What action to take while waiting for more data to answer these questions? I suggest that each of us should check our serum vitamin D levels, a simple blood test. If we are indeed low, taking enough vitamin D to bring our levels at least halfway up the range of normal levels (i.e., at least 50-60 nmol/L) will have all sorts of health benefits, and might make (this is a stretch, not fact) early sobriety easier. (More to come in future posts about other baseline blood and other testing that might be useful in early sobriety).
Mounting evidence suggests that deficiency of vitamin D may be associated with major health problems, including alcohol-use disorders (AUD) and major depression (MD). This study aimed to identify the vitamin D status of Nepalese inpatients with an AUD. We explored socio-demographic and alcohol-use related correlates and the relationship between vitamin D deficiency and comorbid MD.
A cross-sectional study was conducted on AUD inpatients (N=174) at eight alcohol/drug treatment centres around Kathmandu. Structured questionnaires were administered to assess the socio-demographic and alcohol-use parameters and to establish DSM-IV diagnoses of AUD and MD. Vitamin D deficiency was defined as a serum 25-hydroxyvitamin D (25(OH)D) concentration of <50nmol/L.
The prevalence of vitamin D deficiency was 64%. Higher age, having a stable job or business, shorter time since last alcohol intake and winter serum samples were related to having lower 25(OH)D levels.

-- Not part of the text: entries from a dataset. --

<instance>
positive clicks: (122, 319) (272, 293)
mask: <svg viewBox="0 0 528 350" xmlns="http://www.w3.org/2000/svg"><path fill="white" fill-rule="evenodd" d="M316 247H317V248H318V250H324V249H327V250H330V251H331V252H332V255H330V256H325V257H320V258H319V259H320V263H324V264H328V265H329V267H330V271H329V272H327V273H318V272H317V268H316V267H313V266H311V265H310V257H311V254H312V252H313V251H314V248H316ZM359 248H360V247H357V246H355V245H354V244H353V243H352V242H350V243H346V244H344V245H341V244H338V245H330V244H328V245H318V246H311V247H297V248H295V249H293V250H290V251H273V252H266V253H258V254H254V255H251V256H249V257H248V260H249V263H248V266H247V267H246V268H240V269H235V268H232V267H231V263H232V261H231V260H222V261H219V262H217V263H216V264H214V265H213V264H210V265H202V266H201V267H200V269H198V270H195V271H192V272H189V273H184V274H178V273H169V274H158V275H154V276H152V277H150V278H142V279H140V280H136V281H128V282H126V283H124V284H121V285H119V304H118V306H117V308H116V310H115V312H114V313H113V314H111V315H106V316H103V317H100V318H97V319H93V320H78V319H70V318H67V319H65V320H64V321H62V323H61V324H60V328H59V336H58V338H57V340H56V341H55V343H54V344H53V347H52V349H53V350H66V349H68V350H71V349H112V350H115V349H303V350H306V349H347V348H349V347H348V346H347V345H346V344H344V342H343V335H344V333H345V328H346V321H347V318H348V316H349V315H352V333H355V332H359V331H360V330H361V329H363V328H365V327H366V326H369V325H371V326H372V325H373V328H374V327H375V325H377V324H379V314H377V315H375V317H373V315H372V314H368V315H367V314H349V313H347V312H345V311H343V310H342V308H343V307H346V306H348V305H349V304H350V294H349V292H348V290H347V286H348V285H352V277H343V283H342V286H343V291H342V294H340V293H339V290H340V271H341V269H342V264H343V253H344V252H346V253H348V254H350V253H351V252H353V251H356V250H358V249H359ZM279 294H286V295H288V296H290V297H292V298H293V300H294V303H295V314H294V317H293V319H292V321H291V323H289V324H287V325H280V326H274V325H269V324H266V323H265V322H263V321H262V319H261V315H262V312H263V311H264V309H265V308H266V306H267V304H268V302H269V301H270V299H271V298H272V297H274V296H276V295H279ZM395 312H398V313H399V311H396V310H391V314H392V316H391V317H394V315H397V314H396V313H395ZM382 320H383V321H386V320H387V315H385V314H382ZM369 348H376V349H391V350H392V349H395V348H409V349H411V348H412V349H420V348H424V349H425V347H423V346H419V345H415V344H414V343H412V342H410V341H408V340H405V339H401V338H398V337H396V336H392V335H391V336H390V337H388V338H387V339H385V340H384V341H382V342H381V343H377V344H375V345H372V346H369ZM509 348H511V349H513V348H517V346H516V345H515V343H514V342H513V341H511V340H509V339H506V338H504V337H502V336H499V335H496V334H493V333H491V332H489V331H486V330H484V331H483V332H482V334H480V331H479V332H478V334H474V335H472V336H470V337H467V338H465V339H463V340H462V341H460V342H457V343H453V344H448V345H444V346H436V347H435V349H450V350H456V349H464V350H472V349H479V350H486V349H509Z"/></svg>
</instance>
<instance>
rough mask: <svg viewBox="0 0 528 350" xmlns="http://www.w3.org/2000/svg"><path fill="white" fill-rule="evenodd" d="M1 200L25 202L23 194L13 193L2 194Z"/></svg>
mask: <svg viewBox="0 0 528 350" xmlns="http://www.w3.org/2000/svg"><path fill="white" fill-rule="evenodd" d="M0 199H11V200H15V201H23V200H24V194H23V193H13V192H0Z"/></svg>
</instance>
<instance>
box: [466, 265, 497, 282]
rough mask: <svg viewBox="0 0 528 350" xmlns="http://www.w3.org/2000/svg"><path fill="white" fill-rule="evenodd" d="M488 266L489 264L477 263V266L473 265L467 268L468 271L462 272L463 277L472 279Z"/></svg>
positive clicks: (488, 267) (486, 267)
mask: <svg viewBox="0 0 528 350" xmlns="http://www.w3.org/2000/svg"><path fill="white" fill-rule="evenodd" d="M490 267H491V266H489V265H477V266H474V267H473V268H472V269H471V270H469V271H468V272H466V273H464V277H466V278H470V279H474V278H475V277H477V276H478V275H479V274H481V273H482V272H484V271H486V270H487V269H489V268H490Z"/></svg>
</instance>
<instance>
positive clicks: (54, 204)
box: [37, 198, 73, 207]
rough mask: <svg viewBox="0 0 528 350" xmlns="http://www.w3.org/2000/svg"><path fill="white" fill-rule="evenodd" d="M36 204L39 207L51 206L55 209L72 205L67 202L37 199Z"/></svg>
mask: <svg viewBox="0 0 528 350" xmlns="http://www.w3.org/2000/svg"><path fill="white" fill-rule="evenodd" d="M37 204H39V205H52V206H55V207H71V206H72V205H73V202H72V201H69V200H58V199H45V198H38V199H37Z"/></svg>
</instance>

Several features of AUD severity were associated with low vitamin D levels: guilt about drinking, using alcohol as eye-opener, and history of relapse after alcohol treatment (p≤0.03). Patients with a comorbid major depression, in particular secondarily depressed cases, were less likely to have vitamin D deficiency (X(2)=6.8; p=0.01).
This study confirms high rates of vitamin D deficiency in alcohol treatment sample and shows a positive association between vitamin D deficiency and severity of alcohol-use disorders. Competing risk and other confounders may help explain the vitamin D status among patients with alcohol-use disorders and comorbid major depression.
Neupane SP, Lien L, Hilberg T, Bramness JG. Vitamin D deficiency in alcohol-use disorders and its relationship to comorbid major depression: A cross-sectional study of inpatients in Nepal. Drug Alcohol Depend. 2013;133:480-5.